Luiza Kozowski, atriz que interpretou Eliana Paiva, uma das filhas de Eunice e Rubens Paiva, foi aluna da UFRJ na Escola de Comunicação (ECO). Luiza se formou no curso de Rádio e TV em 2017. Ela acredita que estudar na UFRJ com uma formação em Cinema é um diferencial para o ator. “As matérias de Arte da Cena me ajudaram muito a conhecer a pesquisa em atuação e a entender o audiovisual”, afirma. “Nós aprendemos quando manipulamos uma câmera, fazemos um curta, atuamos em um trabalho. Isso é importante demais.” A prática para Luiza não ficou restrita às salas de aula, ela também se envolveu em produções feitas pelos próprios alunos. Para ela, esses projetos chamam atenção pela possibilidade de exercer diversas funções em um mesmo trabalho. “Diante da falta de orçamento, precisamos compensar com criatividade”, afirma.

Além de projetos independentes, os alunos da Universidade têm criado suas próprias produtoras. Em 2023, o coletivo NaTora foi fundado para que estudantes de Rádio e TV pudessem discutir e fomentar novas produções. A demanda do corpo estudantil se comprovou e já na primeira semana o coletivo reuniu mais de 70 alunos. “Nos primeiros três meses, com uma equipe desse tamanho, conseguimos fazer dois curtas”, conta Carolina Maia, fundadora e coordenadora do projeto. “Essa velocidade de produção é um milagre.
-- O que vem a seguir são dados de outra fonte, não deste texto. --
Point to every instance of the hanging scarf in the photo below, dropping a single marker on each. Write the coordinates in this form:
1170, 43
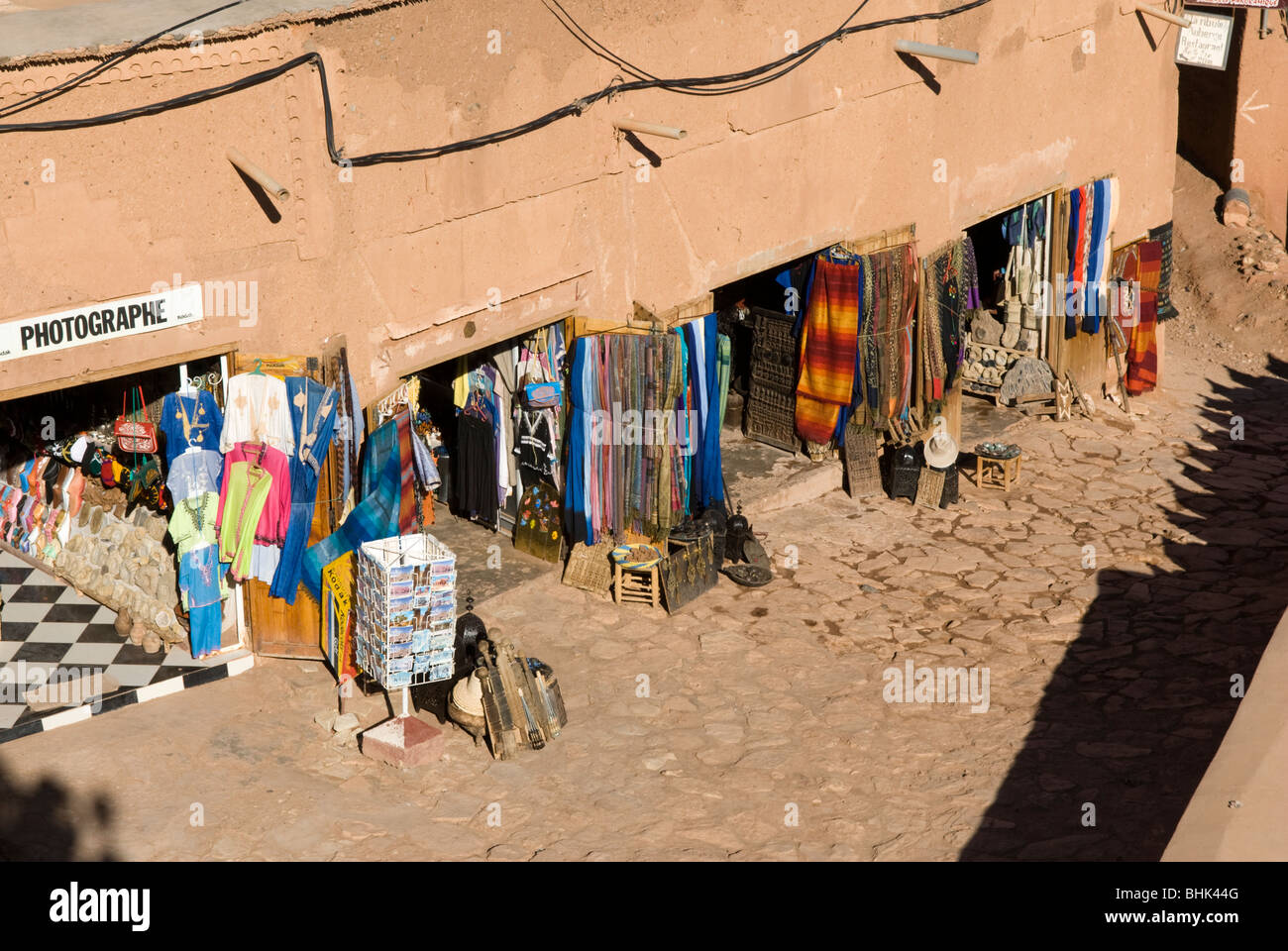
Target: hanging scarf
829, 339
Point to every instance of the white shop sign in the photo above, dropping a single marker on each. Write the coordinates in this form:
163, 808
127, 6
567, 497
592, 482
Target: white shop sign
1206, 42
101, 321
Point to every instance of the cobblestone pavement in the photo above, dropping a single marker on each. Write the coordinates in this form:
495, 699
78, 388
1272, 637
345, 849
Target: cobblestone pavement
763, 731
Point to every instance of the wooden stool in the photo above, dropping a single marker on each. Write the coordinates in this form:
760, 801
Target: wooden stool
635, 575
992, 472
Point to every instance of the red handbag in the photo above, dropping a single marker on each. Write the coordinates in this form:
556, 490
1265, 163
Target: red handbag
136, 436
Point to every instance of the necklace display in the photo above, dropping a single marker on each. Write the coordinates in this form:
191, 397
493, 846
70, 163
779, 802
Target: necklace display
197, 515
188, 424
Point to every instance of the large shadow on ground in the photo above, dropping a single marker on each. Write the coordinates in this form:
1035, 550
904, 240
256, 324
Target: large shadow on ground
43, 822
1140, 702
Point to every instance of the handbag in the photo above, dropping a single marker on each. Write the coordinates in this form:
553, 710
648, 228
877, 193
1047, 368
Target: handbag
542, 396
136, 436
147, 487
540, 392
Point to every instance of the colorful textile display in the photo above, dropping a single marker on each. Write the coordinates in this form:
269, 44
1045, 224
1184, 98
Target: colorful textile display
245, 495
193, 474
707, 472
875, 373
1140, 264
258, 411
829, 339
275, 514
952, 285
201, 581
387, 502
1093, 213
631, 444
313, 420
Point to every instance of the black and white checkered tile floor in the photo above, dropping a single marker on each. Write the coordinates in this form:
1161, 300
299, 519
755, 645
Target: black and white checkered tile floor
47, 625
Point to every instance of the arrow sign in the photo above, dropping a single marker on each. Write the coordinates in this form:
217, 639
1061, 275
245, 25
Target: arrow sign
1248, 107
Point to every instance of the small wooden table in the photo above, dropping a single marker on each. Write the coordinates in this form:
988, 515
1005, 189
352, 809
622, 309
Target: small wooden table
635, 575
996, 472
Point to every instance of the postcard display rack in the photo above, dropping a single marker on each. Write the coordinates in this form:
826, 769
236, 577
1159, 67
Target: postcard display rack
404, 632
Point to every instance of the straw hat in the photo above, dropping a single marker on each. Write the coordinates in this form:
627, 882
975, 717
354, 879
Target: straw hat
940, 451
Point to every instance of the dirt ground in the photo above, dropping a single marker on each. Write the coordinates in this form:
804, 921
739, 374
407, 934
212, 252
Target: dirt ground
1111, 595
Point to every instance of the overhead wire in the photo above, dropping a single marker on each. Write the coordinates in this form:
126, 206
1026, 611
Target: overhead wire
67, 85
724, 84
Nós tínhamos pouco orçamento, mas muita gente querendo praticar e produzir”. Carolina também faz parte dos mais de cinco milhões de espectadores que já assistiram Ainda Estou Aqui, e a repercussão do longa acendeu fagulhas de expectativa sobre o mercado. “Espero que não seja um fenômeno de repercussão efêmera. Quero muito que o sucesso reverbere para outras produções nacionais e que o público passe a nos olhar com mais apreço.”

Enquanto muitos vão para as ruas abraçar o carnaval, Luiza faz as malas e se prepara para a cerimônia do Oscar, que acontecerá neste domingo em Los Angeles. O clima de festa neste ano será diferente, na esperança de trazer uma estatueta para casa. Seria a primeira vez que um filme brasileiro vence uma categoria na maior premiação do cinema mundial. Para quem já esteve dos dois lados, entre as salas de aula da ECO e as grandes telas, a emoção é ainda maior. “Fico feliz que estimulamos a volta aos cinemas depois da pandemia. É muito louco ver um longa que foi lançado há três meses ainda lotando as salas. Mas importante mesmo é o debate em torno do filme, que traz o nosso cinema para o centro das atenções. Isso me deixou muito emocionada.”